2014診療報酬改定こうみる(3)  PDF

2014診療報酬改定こうみる(3)

在宅医療/保険部会理事 吉河正人

憤懣やるかたない訪問診療改悪

 今次改定は、在宅医療にとって憤懣やるかたないものとなった。

 同一建物居住者を、同じ日に複数訪問診療した場合の扱いが、理不尽という以外の何物でもない形に改悪されたのである。

 訪問診療料に差をつけることについてはある程度理解できていたが、さらに引き下げられ、一軒一人だけの場合に比して実に8分の1という低点数となった。

 これにも増して、到底許されない改悪は、在宅時医学総合管理料に同一建物居住者とそれ以外の場合で差をつけたことである。

 患者さんひとりひとりについて、治療計画を立て、全身管理を行っていくことに、住んでいる建物が同じであるか否かなど全く関係がない。

 全国保険医団体連合会をはじめ、諸団体より「直ちに修正するように」との要請がなされているが、当然のことであり、さらに強く訴えていきたい。

 呆れ果てたことに、これらの要請の後に出された通知で、同一建物居住者を複数訪問診療した場合に添付せよという書式が現れた。ひとりひとりについて、要介護度、認知症の日常生活自立度を記載し、さらにその日に同一建物で診療した患者全員の氏名、診療時間、診療場所等までを一覧表にせよというものである。全く関係のない他人のカルテに氏名等が残されてしまうことになる。個人情報保護はどうなるのか? 怒りを通り越して馬鹿馬鹿しくなった。在宅推進とは全く逆の方向である。この添付書類は、「訪問診療対象患者に一定の枠をはめる」ための資料に使われるのかもと推察する。

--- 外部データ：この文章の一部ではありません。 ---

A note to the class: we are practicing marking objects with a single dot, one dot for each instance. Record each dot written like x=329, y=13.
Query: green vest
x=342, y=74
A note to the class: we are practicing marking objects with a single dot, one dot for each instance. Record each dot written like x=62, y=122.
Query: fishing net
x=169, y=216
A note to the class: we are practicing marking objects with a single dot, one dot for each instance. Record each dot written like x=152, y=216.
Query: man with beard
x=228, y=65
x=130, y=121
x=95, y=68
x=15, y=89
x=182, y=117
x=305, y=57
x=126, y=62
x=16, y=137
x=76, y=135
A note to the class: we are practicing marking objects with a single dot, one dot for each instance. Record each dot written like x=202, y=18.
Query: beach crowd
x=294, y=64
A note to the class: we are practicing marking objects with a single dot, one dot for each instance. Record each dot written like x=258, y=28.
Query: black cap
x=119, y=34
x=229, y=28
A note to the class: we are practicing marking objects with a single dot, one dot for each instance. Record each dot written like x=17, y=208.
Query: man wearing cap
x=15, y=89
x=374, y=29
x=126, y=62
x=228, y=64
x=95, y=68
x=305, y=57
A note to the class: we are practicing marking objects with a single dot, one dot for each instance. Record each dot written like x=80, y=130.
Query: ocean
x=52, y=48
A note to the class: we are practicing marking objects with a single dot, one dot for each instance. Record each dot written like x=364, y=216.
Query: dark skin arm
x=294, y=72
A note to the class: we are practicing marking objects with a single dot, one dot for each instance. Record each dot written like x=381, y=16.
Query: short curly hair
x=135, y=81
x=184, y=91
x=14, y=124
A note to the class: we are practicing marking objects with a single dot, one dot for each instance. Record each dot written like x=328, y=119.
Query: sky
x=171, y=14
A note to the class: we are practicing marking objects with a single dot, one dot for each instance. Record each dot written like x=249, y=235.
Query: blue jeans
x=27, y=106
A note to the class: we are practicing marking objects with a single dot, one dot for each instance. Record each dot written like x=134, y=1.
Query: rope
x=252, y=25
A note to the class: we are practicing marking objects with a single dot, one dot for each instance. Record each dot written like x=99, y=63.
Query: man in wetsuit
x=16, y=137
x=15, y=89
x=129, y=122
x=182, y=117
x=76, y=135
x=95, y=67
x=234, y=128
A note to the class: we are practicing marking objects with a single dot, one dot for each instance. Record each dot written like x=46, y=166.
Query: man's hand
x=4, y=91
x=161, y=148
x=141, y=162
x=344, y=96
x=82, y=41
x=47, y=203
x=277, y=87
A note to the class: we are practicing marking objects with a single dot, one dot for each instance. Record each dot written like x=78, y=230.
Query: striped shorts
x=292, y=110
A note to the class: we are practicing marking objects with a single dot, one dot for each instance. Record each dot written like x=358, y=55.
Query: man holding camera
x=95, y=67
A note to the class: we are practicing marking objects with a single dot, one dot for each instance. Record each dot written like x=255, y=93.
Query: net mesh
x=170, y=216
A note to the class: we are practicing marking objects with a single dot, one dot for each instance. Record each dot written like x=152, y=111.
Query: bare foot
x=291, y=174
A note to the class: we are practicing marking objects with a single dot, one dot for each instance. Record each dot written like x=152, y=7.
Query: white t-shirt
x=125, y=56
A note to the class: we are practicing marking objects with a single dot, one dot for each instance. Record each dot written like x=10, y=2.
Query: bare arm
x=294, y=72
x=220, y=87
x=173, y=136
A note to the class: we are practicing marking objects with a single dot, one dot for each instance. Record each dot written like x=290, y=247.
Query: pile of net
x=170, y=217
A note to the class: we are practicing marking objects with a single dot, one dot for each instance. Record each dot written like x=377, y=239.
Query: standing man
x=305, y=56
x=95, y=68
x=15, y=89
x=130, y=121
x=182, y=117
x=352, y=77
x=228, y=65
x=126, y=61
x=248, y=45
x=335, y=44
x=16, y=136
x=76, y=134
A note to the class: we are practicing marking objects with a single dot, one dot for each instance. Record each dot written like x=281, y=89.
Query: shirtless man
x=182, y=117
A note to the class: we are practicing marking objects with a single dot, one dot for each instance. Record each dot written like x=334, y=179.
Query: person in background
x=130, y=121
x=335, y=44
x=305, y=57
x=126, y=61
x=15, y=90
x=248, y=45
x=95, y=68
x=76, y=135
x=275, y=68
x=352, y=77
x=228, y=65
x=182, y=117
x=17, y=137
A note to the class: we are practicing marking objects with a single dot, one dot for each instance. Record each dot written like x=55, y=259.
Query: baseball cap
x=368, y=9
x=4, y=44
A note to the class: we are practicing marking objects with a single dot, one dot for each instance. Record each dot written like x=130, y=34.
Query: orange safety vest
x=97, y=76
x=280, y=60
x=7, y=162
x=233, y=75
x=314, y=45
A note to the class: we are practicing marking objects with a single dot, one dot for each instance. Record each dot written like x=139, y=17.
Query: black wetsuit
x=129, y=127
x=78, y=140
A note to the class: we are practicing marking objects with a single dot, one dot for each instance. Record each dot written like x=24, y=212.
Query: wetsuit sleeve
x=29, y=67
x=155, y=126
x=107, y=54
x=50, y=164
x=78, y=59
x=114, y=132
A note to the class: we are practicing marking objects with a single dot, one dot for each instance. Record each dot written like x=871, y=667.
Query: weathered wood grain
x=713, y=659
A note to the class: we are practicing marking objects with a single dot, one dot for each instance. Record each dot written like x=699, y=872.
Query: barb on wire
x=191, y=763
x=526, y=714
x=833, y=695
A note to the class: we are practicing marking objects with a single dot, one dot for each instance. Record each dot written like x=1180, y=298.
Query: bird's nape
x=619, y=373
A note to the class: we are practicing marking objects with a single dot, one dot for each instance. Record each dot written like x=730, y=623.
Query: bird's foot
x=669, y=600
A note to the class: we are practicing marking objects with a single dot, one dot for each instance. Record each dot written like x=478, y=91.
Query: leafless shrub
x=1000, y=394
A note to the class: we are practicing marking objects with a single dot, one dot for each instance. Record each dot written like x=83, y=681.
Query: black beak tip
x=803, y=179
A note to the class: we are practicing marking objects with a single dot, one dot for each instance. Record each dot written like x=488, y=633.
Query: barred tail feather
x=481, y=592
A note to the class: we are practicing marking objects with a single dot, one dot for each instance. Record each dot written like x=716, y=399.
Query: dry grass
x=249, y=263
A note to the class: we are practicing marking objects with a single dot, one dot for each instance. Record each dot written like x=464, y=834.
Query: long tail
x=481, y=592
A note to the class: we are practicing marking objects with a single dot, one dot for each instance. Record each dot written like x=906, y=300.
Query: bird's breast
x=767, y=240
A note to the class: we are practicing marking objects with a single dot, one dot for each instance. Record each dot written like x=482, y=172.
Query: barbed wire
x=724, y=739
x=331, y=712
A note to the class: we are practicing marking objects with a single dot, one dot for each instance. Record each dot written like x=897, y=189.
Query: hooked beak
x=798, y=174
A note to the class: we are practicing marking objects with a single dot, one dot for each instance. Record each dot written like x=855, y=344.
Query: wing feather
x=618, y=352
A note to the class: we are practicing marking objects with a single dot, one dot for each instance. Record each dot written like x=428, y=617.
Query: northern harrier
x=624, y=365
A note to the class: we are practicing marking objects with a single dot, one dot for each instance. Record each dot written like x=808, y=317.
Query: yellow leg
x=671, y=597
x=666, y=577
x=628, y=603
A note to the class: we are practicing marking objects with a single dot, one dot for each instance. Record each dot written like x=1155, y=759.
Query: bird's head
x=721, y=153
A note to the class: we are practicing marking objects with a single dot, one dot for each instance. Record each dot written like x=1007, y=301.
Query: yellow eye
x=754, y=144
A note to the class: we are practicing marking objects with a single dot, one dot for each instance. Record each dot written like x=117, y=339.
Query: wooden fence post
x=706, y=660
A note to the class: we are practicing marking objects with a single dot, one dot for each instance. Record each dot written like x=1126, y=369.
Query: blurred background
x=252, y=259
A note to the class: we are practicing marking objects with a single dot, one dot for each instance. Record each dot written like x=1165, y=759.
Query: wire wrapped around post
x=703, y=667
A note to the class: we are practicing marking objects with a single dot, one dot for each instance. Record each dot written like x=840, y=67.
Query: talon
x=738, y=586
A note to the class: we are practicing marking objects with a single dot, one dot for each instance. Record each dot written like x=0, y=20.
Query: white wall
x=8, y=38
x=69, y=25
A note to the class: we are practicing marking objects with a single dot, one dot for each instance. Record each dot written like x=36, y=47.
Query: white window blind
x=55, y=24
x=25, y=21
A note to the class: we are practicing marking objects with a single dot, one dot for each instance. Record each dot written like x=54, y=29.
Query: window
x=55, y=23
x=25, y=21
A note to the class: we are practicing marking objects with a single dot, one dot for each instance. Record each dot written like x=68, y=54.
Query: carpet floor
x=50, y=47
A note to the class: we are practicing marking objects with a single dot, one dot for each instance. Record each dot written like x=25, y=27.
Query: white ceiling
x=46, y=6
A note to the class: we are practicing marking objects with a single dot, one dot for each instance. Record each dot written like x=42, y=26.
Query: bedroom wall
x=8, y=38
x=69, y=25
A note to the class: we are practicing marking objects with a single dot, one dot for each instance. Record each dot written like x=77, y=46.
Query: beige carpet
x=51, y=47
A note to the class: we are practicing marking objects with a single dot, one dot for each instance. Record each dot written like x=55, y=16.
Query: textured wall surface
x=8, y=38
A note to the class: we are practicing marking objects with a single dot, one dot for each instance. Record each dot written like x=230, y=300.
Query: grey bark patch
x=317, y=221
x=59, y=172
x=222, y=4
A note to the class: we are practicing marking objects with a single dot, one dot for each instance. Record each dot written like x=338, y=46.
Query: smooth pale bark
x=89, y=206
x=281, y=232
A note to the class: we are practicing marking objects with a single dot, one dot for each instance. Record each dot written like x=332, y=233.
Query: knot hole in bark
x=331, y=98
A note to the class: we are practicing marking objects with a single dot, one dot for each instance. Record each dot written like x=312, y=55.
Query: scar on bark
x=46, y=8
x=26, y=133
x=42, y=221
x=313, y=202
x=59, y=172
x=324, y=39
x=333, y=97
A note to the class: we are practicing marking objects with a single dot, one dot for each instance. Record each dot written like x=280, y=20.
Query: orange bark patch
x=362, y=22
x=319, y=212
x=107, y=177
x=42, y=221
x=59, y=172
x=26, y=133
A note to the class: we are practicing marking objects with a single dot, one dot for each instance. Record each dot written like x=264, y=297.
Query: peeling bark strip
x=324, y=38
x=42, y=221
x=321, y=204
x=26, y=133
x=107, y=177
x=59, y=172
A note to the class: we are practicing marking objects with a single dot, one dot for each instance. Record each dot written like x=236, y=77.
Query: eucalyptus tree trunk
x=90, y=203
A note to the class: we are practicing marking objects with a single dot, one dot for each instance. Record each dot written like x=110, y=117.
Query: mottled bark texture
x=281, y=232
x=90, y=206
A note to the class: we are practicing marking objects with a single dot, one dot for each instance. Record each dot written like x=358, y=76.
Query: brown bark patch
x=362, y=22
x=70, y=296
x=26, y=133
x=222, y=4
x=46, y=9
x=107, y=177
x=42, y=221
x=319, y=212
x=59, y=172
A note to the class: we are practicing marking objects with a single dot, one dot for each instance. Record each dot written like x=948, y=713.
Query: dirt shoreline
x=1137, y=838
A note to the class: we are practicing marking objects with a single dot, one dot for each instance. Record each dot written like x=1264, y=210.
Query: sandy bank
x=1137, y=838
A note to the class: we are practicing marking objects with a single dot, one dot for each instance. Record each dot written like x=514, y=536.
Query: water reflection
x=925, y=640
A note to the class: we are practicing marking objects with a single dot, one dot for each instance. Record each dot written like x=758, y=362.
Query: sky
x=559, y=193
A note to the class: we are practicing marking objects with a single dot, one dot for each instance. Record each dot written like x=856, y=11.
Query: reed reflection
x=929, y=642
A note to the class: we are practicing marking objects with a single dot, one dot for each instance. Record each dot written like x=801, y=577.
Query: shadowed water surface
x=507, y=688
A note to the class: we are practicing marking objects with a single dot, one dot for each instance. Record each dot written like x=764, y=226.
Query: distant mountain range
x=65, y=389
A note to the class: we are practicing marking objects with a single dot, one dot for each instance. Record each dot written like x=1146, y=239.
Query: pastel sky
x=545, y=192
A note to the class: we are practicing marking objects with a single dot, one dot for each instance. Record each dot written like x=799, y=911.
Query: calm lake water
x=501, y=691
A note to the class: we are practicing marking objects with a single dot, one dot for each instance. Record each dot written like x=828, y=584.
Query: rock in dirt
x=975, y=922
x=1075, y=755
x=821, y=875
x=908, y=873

 この改悪のため、強化型でない支援診療所、支援病院を対象とした「実績加算」新設や、支援診療所、支援病院を届け出ていないところの諸点数引き上げ等、評価できる改定部分が吹き飛んでしまった。

 修正が実現するまでは、時間と燃料費をかけて対抗手段をとるしかないと、訪問計画を練り直しているところである

内科/保険部会部員 佐々木善二

地域包括診療加算に問題点あり

 今回の診療報酬説明会に出席した事務の人が、多くの診療所に関係があって気になったのはこれだけでしたと示してくれたのは、再診料の地域包括診療加算(1回に付き20点)だった。

 日ごろの診療で人間ドックや職域の検診結果などを持参し、これを見て下さいと言われることはよくある。内容を見て必要な項目をカルテに書き写し、その患者さんの経過を見ていくのに必要な検査も、検診結果で代用することがよくある。また他科も受診されている人が今回こんなお薬をもらいましたと来院された時、痛み止めと一緒にこちらですでに投薬をしている胃薬も処方されていることが分かり、こちらの処方を中止することもある。逆に驚くほど多項目の検査結果を見せてもらっても、必要な検査が抜けていて、訳を話して検査をお願いすることもある。また、ご自身よりも身内の方から家庭での生活が少しおかしくなったと訴えがあり、認知症専門医への紹介とともに介護保険の認定手続き方法などもお話しすることもある。

 このような対応をしてきた経過もあり主治医機能(かかりつけ医)を評価するものとして、高血圧症、糖尿病、脂質異常症、認知症の4疾病の内二つ以上を有する患者さんへの地域包括診療加算は一定の評価ができる。しかし、本来は4疾病のうち、一つでも有する患者さんすべてを算定対象にすべきだ。投薬料の7剤制限の対象から外れるというメリットもある。

 いくつか問題点もある。算定の要件に院内表示があるが、これはすべての患者さんが読む。時間外対応加算2を算定している場合、午後10時までの対応でいいとされているが、すべて24時間対応可と誤解される恐れもある。

 介護保険制度に関する認定要件の一つとして介護認定審査会参加があるが、開業医はこの要件のみ該当するのが大半なので緩やかな基準で判定されることを願う。

 かかりつけ医として、この加算の意図を頭においておくことは、少なくとも患者さんにとっては悪いことではないだろう。